Online and In-Class Blended Learning Gaining Traction


Blended Learning, an approach to education that combines self-paced, tech-centered learning with teaching based on the student’s individual needs, is gathering momentum across the United Staes with more schools and colleges experimenting with it.

The Grand Canyon University in Arizona, the Carpe Diem school in Ohio, and Rhode Island’s Village Green Virtual Charter School are some of the institutions to embrace blended learning, an education trend aiming to transform education through its prioritization of personalized learning.

Village Green Virtual Charter School is a blended learning high school that combines online curriculum with in-class instruction. While teachers make sure students have access to the material and advice they need, students are encouraged to learn at their own pace through online technological tools and platforms.
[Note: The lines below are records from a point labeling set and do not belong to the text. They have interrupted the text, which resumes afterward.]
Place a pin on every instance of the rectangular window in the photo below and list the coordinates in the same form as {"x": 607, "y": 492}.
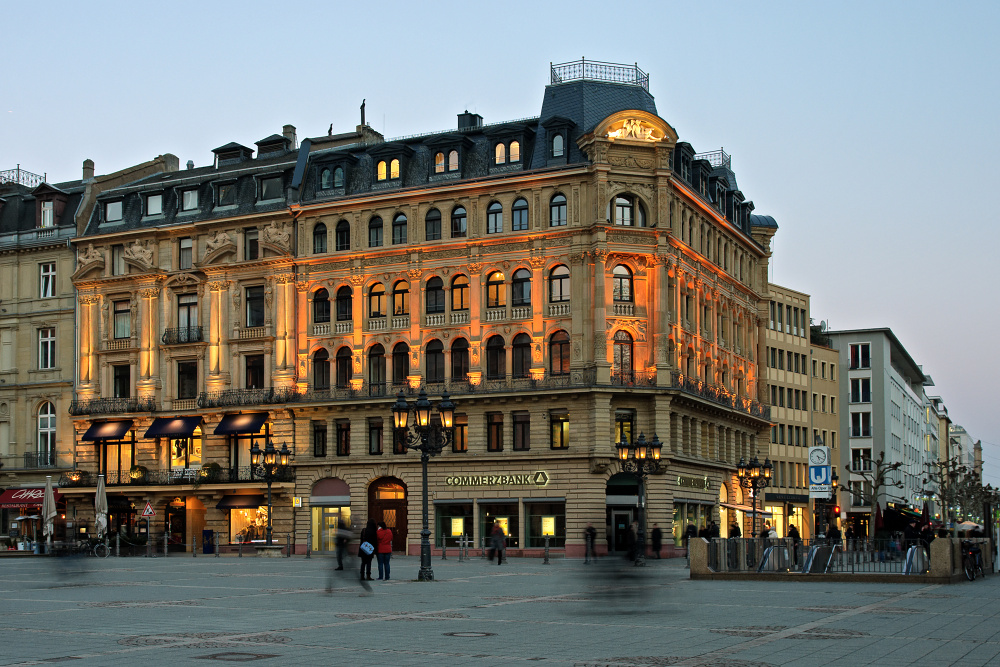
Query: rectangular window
{"x": 494, "y": 431}
{"x": 319, "y": 438}
{"x": 460, "y": 441}
{"x": 860, "y": 355}
{"x": 47, "y": 348}
{"x": 522, "y": 431}
{"x": 118, "y": 260}
{"x": 187, "y": 379}
{"x": 375, "y": 437}
{"x": 189, "y": 200}
{"x": 123, "y": 319}
{"x": 343, "y": 437}
{"x": 559, "y": 429}
{"x": 255, "y": 306}
{"x": 251, "y": 247}
{"x": 255, "y": 371}
{"x": 47, "y": 280}
{"x": 154, "y": 205}
{"x": 185, "y": 255}
{"x": 121, "y": 380}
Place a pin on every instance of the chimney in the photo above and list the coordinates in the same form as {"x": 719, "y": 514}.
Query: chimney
{"x": 288, "y": 132}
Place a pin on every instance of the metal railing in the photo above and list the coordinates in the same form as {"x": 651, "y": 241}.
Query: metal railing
{"x": 594, "y": 70}
{"x": 182, "y": 335}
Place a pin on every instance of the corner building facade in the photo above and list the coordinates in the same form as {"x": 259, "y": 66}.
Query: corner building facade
{"x": 571, "y": 279}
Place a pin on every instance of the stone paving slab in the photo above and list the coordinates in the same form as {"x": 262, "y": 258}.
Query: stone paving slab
{"x": 200, "y": 611}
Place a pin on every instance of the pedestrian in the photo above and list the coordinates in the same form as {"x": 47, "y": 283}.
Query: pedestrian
{"x": 589, "y": 537}
{"x": 369, "y": 538}
{"x": 383, "y": 550}
{"x": 657, "y": 538}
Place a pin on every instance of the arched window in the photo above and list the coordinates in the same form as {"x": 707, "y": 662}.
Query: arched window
{"x": 623, "y": 356}
{"x": 494, "y": 218}
{"x": 343, "y": 235}
{"x": 557, "y": 146}
{"x": 400, "y": 363}
{"x": 519, "y": 216}
{"x": 376, "y": 300}
{"x": 521, "y": 288}
{"x": 621, "y": 289}
{"x": 496, "y": 293}
{"x": 399, "y": 229}
{"x": 559, "y": 353}
{"x": 345, "y": 368}
{"x": 459, "y": 360}
{"x": 557, "y": 211}
{"x": 434, "y": 296}
{"x": 46, "y": 434}
{"x": 321, "y": 306}
{"x": 460, "y": 293}
{"x": 321, "y": 370}
{"x": 345, "y": 299}
{"x": 319, "y": 239}
{"x": 375, "y": 233}
{"x": 496, "y": 359}
{"x": 432, "y": 225}
{"x": 459, "y": 223}
{"x": 401, "y": 298}
{"x": 521, "y": 355}
{"x": 376, "y": 370}
{"x": 434, "y": 354}
{"x": 559, "y": 284}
A typical day at the school is defined by an emphasis on self-paced, personalized learning as “students will work on some subjects longer than others if they need to and teachers will work with different groups of students depending on which students need to learn the same skill at that point in their lessons.”

Students get to choose what to study each day, and the school assigns no homework because teachers strive to have students finish their homework in class. About four hours are spend on individual computer-based learning and less than two hours in traditional instruction-led classes, Village Green founder Robert Pilkington told US News.

Filippo Posta, a Grand Canyon University math professor, highlights the one quality of blended learning that makes it more efficient than the traditional learning experience:

 “Blended provides a better approach because we are able to cover the procedural stuff in the lecture and expand on the concept by providing applications to the future careers of the students. They were happy they didn’t have to come to class one day, but they were also more engaged in class and actually working harder.”

Using asynchronous learning in which students have access to course material tailored to their needs means students are exposed to curriculum that can benefit both their academic performance and their career once they graduate.

According to GCU, data on the effectiveness of blended learning in a summer math class in which the hybrid learning was in place showed there were 60% more A’s — something that the GCU professor Filippo Posta attributes to students’ eagerness to use blended learning practices to personalize their learning. Students get to learn about things that are applicable and directly relevant to their careers as opposed to having to go through the same curriculum as everyone else.

Dr. Sherman Elliott, dean of the College of Humanities and Social Sciences at GCU, argues that blending online and in-class learning seems to offer the best of both worlds. Students at schools and colleges that apply the hybrid learning principle are not discouraged from bringing their smartphones and tablets in class; on the contrary, they’re expected to use technology and online tools to advance their learning.

Personalizing learning according to each student’s needs and goals makes learning more appealing and relevant to students while encouraging them to work hard, supporters say.